In a shocking policy change, the Department of Justice’s Office for Victims of Crime (OVC) recently dealt a significant blow to legal services for survivors of human trafficking. The change, prompted by the Trump administration, denies survivors access to critical legal representation that helps them achieve independence, safety and stability.

Specifically, the agency’s belated announcements for $77 million of fiscal 2018 human trafficking funding included language for the first time ever prohibiting the use of grants to help survivors clear their criminal records that resulted from their victimization.

This was an abrupt about-face from previous policy — developed after years of consultation with, and consensus among, survivors, advocates and law enforcement. Unless something is done immediately, this change will impact applications for funding due in just a couple of weeks.

It is widely acknowledged that victims are frequently arrested when they are trafficked. A 2016 National Survivor Network survey found that over 91 percent of respondents reported having been arrested, over 40 percent reported being arrested 9 times or more.

No one questions the detrimental impact this has on survivors’ ability to move forward. Criminal records act as concrete barriers for survivors, and lead to denial of employment, housing, and other services. Furthermore, the message to survivors living with criminal records because of their trafficking is clear — you did something wrong, you deserve this, this will live with you forever.

That’s why Manhattan prosecutors screen every prostitution arrest for evidence of trafficking and dismiss prostitution cases after individuals receive counseling sessions and other services.

But the most effective legal response to correct the injustice of past convictions is vacatur or expungement, laws that provide survivors a way to clear their record of charges they were convicted of that were a result of trafficking. New York was the first state to pass such a law in 2009, and almost every state in the country has taken some steps toward relieving survivors of the burden of a criminal record since then.

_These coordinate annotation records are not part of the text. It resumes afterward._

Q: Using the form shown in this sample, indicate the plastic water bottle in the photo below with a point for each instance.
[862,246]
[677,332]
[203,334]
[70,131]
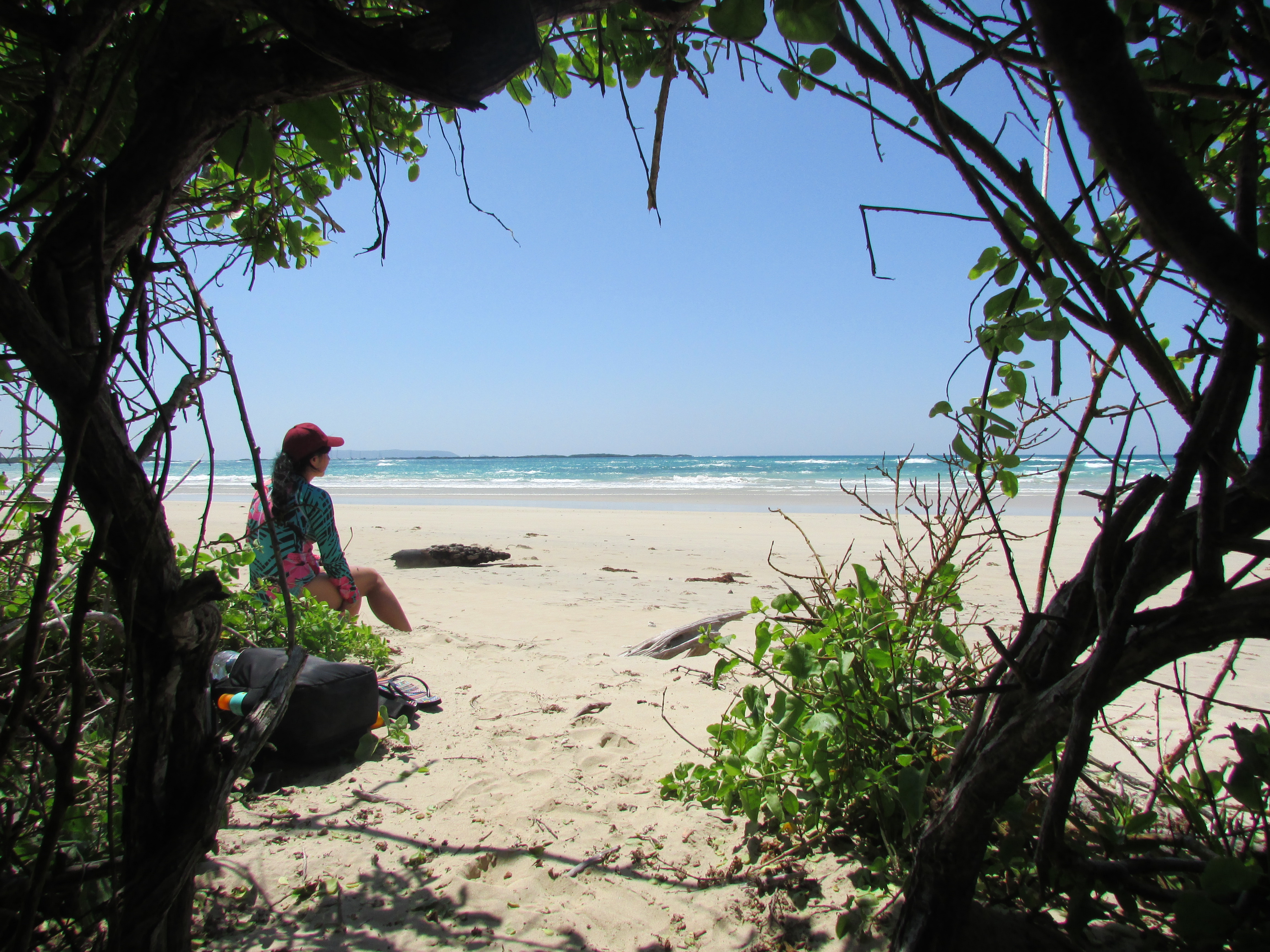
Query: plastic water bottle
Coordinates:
[222,664]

Access to vacatur and expungement for trafficking survivors has been a bipartisan priority and embraced by all stakeholders, including prosecutors and other law enforcement agencies. OVC itself offers training on this legal service in an effort to encourage its widespread growth.

As a lawyer who has worked with hundreds of victims to clear their records and the head of a prosecutor’s office that has collaborated to vacate more convictions for victims than any other, we come together here to highlight the importance of this funding, and of vacatur work, for survivors and for law enforcement agencies.

For example, in 2013, in a case prosecuted in Manhattan, a brave young woman testified against the man who had sex-trafficked her for over five years beginning when she was only sixteen years old. During that time, she was convicted of prostitution six times. Those convictions would have followed her for her entire life, but for the fact that our system now recognizes their injustice.

Because of collaboration between our organizations, that woman’s convictions were vacated, and she could move forward without being haunted by a criminal record for prostitution offenses she had been forced to commit.

Prosecutors have come to rely on the advocacy of partner organizations to identify survivors, meticulously document their experiences, and bring vacatur motions or expungement petitions.

If funding is restricted in the way DOJ intends, many victims of human trafficking will remain burdened by their records, and vulnerable to further exploitation.

Or courts will be plagued with legal petitions — filed by survivors without legal representation — that are not properly compiled, investigated or presented. Important steps taken to repair victims’ view of, and trust in, law enforcement and the criminal legal system will be diminished.

Funding for this work is critical — for the survivor trafficked into prostitution over two decades ago, who has focused on her education, earned a Masters degree in counseling, but is prohibited from taking a state licensure exam because of her criminal record; for the survivor parent of a nine-year-old child who faces humiliation at being fingerprinted to chaperone a school trip; for the survivor who secures an entry level service sector job but has the offer rescinded when a background check reveals her criminal record.

Too often, the legal systems meant to help victims only disempower them and create further marginalization. Vacatur and expungement are examples of the legal system working to fix this and rectify prior injustice. This funding restriction is not only irrational, but harmful to the very survivors OVC grants are designed to protect.

Together with survivors, advocates, prosecutors, other members of law enforcement, and many concerned individuals across the country, we call on the Department of Justice to reverse course on this policy and allow its human trafficking funds to be used to provide legal representation for survivors who have been unjustly criminalized.

Cyrus R. Vance Jr. is the Manhattan District Attorney. Kate Mogulescu is an Assistant Professor of Clinical Law at Brooklyn Law School.